Anirvan Banerji, director of research at the Economic Cycle Research Institute, believes the U.S. economy will see strong job creation for the rest of the year and in 2004, but "will continue to see a loss of manufacturing jobs next year." Banerji said the loss in manufacturing jobs is part of a dynamic shift toward cheaper labor overseas that won't be reversed by the economic recovery. Nonetheless, he doesn't believe this employment trend clouds the near-term economic outlook. "We will continue to see a robust economy for at least the next few quarters," said Banerji, noting that a negative economic outcome such as a new recession is "highly unlikely for the foreseeable future."
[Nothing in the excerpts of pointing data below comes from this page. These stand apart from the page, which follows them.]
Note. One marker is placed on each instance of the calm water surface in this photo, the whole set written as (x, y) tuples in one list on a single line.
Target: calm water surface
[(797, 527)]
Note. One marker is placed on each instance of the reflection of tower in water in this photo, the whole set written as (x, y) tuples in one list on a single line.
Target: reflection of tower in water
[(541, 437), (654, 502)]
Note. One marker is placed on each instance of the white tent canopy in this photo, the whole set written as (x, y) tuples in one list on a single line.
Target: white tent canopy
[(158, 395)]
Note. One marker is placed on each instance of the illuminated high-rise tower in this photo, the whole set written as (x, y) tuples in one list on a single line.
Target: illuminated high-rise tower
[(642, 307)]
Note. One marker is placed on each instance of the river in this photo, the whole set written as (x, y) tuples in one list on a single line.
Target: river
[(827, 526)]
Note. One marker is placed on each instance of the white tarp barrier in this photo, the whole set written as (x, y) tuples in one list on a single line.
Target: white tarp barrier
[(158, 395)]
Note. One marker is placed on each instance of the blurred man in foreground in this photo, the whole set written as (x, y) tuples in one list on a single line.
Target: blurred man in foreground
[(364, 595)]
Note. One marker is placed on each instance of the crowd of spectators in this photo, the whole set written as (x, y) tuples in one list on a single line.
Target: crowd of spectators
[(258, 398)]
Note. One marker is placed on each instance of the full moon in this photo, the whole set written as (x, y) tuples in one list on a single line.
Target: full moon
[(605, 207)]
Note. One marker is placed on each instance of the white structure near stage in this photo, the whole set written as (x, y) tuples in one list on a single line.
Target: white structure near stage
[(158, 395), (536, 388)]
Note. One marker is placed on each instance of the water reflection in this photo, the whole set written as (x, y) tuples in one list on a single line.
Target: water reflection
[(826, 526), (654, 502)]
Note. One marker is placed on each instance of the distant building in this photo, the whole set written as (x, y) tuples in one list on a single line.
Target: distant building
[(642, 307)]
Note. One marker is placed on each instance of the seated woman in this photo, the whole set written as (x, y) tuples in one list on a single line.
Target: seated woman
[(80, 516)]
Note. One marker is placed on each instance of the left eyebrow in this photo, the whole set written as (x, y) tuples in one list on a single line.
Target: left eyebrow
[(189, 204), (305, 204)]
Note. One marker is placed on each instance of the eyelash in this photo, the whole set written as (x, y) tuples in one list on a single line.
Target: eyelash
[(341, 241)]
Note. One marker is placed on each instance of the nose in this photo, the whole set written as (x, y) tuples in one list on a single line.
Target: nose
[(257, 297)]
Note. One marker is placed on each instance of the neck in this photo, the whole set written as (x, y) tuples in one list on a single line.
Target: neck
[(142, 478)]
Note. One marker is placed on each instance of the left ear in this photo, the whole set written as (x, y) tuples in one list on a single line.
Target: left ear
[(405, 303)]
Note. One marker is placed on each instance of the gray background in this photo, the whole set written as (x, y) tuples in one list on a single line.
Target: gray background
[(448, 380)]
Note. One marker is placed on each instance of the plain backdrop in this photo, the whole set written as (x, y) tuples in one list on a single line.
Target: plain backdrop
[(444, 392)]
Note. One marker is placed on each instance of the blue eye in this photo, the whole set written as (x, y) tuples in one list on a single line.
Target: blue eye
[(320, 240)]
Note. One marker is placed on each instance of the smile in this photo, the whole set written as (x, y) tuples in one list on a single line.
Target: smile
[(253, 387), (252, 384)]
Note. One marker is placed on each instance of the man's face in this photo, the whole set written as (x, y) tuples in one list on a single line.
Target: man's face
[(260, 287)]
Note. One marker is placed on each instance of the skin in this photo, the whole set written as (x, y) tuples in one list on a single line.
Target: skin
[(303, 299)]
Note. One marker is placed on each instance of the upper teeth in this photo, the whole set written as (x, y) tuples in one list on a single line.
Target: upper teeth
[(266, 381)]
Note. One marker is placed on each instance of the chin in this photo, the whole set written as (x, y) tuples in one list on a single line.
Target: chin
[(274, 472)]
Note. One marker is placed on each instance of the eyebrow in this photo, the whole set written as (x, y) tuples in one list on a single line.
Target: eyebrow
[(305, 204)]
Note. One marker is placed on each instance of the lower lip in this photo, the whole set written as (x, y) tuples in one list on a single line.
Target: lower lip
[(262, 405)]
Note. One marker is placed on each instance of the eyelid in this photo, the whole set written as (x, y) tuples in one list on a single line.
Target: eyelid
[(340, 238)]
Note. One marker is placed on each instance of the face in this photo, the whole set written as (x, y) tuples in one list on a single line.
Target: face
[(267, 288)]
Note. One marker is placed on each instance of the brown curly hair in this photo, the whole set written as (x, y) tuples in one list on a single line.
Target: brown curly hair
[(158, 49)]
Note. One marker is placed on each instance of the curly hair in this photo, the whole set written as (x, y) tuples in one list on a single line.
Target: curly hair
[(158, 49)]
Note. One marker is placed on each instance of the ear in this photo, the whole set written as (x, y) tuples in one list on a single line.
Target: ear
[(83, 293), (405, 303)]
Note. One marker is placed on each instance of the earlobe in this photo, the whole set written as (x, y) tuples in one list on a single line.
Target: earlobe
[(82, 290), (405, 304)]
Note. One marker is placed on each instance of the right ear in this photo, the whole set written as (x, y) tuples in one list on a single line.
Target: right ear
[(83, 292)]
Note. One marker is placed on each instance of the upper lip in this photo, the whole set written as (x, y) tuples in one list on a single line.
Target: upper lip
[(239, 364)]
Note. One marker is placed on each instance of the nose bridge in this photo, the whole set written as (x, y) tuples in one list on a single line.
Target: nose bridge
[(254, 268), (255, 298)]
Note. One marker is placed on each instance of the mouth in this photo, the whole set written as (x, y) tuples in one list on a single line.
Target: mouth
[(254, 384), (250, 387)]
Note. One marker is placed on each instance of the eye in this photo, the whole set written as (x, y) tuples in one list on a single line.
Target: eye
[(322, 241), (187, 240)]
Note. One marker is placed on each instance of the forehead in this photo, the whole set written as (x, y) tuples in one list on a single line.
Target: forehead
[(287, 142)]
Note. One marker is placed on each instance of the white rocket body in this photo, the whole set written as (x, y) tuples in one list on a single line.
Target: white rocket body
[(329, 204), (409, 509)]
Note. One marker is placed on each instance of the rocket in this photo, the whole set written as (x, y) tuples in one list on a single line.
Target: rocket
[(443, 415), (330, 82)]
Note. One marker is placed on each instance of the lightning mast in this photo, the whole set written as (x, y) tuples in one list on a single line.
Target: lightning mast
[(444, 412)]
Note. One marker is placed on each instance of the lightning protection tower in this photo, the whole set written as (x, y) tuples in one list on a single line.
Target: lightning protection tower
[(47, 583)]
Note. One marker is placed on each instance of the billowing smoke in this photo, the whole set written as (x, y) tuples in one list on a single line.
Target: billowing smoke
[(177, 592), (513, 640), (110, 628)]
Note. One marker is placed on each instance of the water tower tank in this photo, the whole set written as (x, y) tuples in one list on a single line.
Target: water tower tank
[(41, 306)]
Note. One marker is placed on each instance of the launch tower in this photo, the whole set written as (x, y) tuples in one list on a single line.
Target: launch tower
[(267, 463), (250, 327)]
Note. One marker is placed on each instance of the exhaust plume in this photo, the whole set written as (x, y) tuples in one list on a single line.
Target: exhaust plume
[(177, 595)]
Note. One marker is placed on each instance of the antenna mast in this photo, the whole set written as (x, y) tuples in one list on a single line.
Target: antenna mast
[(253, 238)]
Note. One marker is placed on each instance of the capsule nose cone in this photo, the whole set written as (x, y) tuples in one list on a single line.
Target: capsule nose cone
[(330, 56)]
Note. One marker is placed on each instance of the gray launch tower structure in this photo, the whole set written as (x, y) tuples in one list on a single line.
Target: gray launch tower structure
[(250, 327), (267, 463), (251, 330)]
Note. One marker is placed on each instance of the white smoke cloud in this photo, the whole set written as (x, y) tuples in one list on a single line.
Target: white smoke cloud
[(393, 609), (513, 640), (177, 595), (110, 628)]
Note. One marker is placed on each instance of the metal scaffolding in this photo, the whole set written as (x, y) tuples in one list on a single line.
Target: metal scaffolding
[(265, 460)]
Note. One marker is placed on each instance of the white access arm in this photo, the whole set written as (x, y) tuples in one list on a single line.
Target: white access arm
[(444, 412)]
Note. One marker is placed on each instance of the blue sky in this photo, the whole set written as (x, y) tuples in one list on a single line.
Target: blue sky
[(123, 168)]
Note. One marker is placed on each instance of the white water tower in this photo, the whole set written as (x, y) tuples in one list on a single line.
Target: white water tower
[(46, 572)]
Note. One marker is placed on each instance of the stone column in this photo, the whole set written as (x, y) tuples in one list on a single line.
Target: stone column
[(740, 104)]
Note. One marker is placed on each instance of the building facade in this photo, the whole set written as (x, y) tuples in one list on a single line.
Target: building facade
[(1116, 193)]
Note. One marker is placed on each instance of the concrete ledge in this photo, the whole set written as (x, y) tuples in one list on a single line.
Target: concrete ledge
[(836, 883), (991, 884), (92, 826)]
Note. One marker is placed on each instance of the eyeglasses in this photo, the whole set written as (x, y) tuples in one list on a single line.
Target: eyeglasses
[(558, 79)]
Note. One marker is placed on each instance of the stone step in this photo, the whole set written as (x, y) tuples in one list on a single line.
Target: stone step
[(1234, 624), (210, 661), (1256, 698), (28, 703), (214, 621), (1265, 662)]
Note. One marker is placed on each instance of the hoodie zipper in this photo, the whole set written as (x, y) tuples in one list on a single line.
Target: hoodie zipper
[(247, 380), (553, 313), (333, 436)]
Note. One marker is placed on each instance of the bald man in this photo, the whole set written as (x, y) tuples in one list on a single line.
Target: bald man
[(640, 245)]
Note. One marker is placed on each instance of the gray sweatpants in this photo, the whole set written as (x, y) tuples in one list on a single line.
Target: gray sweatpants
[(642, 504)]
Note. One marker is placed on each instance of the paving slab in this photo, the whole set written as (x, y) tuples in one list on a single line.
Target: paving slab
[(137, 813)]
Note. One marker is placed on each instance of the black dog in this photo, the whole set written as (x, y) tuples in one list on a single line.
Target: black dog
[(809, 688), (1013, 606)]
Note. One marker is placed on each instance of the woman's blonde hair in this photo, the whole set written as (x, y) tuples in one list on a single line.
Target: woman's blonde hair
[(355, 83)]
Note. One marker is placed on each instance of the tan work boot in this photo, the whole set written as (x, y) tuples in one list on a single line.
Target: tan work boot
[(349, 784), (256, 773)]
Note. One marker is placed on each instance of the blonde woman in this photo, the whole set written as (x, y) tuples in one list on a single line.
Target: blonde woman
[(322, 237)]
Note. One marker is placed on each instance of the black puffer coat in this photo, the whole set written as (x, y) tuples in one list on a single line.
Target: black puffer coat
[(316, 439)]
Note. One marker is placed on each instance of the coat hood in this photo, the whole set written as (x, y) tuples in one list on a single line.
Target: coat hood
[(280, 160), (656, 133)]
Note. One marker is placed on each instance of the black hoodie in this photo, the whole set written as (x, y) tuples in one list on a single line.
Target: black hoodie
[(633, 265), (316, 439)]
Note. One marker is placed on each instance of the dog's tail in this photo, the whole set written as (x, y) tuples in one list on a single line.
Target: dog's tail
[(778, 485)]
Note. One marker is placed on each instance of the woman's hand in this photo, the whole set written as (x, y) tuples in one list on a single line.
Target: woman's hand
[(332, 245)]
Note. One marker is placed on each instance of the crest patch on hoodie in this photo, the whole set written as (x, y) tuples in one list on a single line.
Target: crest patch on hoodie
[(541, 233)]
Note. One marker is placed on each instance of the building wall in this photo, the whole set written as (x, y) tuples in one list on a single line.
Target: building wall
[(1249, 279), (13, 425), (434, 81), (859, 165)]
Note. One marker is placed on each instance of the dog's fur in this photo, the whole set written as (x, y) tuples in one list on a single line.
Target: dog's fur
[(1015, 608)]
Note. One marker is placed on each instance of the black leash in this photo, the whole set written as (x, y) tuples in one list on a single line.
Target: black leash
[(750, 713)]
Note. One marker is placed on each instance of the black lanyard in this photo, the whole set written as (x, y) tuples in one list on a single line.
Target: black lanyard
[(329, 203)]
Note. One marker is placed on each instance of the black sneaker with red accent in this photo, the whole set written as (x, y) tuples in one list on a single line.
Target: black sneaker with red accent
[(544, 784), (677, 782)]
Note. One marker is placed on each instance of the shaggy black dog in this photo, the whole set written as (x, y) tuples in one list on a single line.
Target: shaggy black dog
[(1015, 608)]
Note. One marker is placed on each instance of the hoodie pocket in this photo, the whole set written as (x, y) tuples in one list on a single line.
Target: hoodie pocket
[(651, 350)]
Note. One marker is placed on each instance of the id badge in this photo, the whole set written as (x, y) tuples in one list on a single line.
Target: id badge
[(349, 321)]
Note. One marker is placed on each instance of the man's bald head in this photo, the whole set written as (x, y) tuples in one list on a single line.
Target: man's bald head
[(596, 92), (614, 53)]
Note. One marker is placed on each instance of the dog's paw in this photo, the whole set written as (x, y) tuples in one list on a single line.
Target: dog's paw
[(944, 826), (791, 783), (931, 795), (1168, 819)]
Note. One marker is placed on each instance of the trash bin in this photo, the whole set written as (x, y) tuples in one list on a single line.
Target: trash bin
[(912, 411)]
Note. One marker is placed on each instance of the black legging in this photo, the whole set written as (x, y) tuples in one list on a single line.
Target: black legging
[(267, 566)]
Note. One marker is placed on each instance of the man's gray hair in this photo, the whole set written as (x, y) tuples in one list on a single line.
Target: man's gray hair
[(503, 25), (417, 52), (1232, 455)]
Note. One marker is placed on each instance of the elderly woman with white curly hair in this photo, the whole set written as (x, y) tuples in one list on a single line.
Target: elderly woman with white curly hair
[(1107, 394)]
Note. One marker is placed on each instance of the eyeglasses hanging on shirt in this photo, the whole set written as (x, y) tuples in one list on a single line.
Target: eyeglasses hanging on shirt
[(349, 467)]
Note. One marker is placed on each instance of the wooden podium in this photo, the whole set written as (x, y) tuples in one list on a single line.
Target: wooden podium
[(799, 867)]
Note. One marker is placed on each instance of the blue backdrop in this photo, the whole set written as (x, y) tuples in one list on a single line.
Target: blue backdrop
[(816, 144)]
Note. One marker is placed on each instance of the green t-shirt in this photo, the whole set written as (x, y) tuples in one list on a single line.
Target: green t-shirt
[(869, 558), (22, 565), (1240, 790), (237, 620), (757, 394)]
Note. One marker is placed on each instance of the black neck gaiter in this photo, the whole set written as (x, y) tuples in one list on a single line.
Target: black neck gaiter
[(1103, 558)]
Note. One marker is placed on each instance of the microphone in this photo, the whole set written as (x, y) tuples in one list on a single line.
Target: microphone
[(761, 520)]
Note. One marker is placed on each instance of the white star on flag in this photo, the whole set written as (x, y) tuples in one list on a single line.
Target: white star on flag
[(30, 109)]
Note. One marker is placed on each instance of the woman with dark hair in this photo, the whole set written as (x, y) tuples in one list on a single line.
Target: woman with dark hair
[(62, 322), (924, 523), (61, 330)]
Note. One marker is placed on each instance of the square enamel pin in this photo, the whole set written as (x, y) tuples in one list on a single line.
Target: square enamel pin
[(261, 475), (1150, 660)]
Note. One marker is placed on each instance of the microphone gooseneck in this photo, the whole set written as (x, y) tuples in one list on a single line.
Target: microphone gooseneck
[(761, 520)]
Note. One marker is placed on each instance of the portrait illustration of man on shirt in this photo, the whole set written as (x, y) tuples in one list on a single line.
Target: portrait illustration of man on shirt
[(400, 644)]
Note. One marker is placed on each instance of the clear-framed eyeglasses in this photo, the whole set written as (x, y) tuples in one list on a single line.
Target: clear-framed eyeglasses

In other words: At long last, the elusive "second-half recovery" has finally come to fruition this year. According to Banerji, the big question for the market in 2004 is: Have expectations gotten ahead of reality?

What 2004 Holds

Even the bulls recognize that the rare confluence of factors that 2003 offered -- low expectations, more reasonable market valuations, easy year-over-year earnings comparisons, negligible inflation, near-zero interest rates and a major fiscal stimulus policy -- are no longer with us for the coming year.

T. Rowe Price's Smith points to two factors that make 2004 look somewhat less glamorous than this year. First, 2003 featured an improving economy with flattish interest rates. Further economic improvement will almost certainly include at least slightly higher interest rates, Smith said. The second factor is an imprecise measure that might be called the expectations gap. "If you believe somewhat in the equation that satisfaction equals reality minus expectation, the gap was quite wide this year. Next year, it's almost impossible for the gap to be that great," Smith said.

Meanwhile, new worries lurk to tamp down expectations, including an almost inevitable rise in interest rates and inflation, the specter of a much weaker dollar and overstretched valuations among many of 2003's leaders.

Many think Federal Reserve Chairman Alan Greenspan will keep interest rates low -- both to keep the economic recovery on course and to avoid having rising rates become a political issue during the 2004 election. However, given that the market is predictive by nature, concerns about rising interest rates and inflation could put a lid on the market's strength. While several money managers anticipate the stock market in 2004 will rise in the high single digits to the low teens, they expect leadership will shift away from this year's highfliers and in to some of the higher-quality fare that lagged a bit in 2003.

"I think there's a very significant rotation in the marketplace right now," said Cumberland's Wilcox, who expects the S&P 500 could end 2004 at 1250, up about 17% from current levels. The rotation involves a movement away from the more speculative tech fare that has already doubled or tripled over the past year and into quality stocks and sectors, especially energy companies. "Most managers are asking, 'Why do I still own XYZ tech company at a valuation of 200 times earnings?' I'm very excited about energy and exploration, which has been a laggard."

Among Wilcox's favorite sector bets: Hanover Compressor(HC Quote), Spinnaker Exploration(SKE Quote) and Dynegy(DYN Quote).

In late 2002, Wilcox predicted the S&P 500 would end 2003 at 1100 -- a call far more bullish than many peers that ended up close to the mark. Wilcox's prediction for 2004 is based on expectations for real GDP growth of 4% and operating earnings in the S&P 500 of high $60s to low $70s per share. Wilcox acknowledges several factors may trip up his sanguine outlook. His "worry case" includes geopolitical risk, an unstable currency policy, a presidential election and inflation -- "We've got the seeds in place for meaningful inflation," he said, which the market may predict before it actually arrives.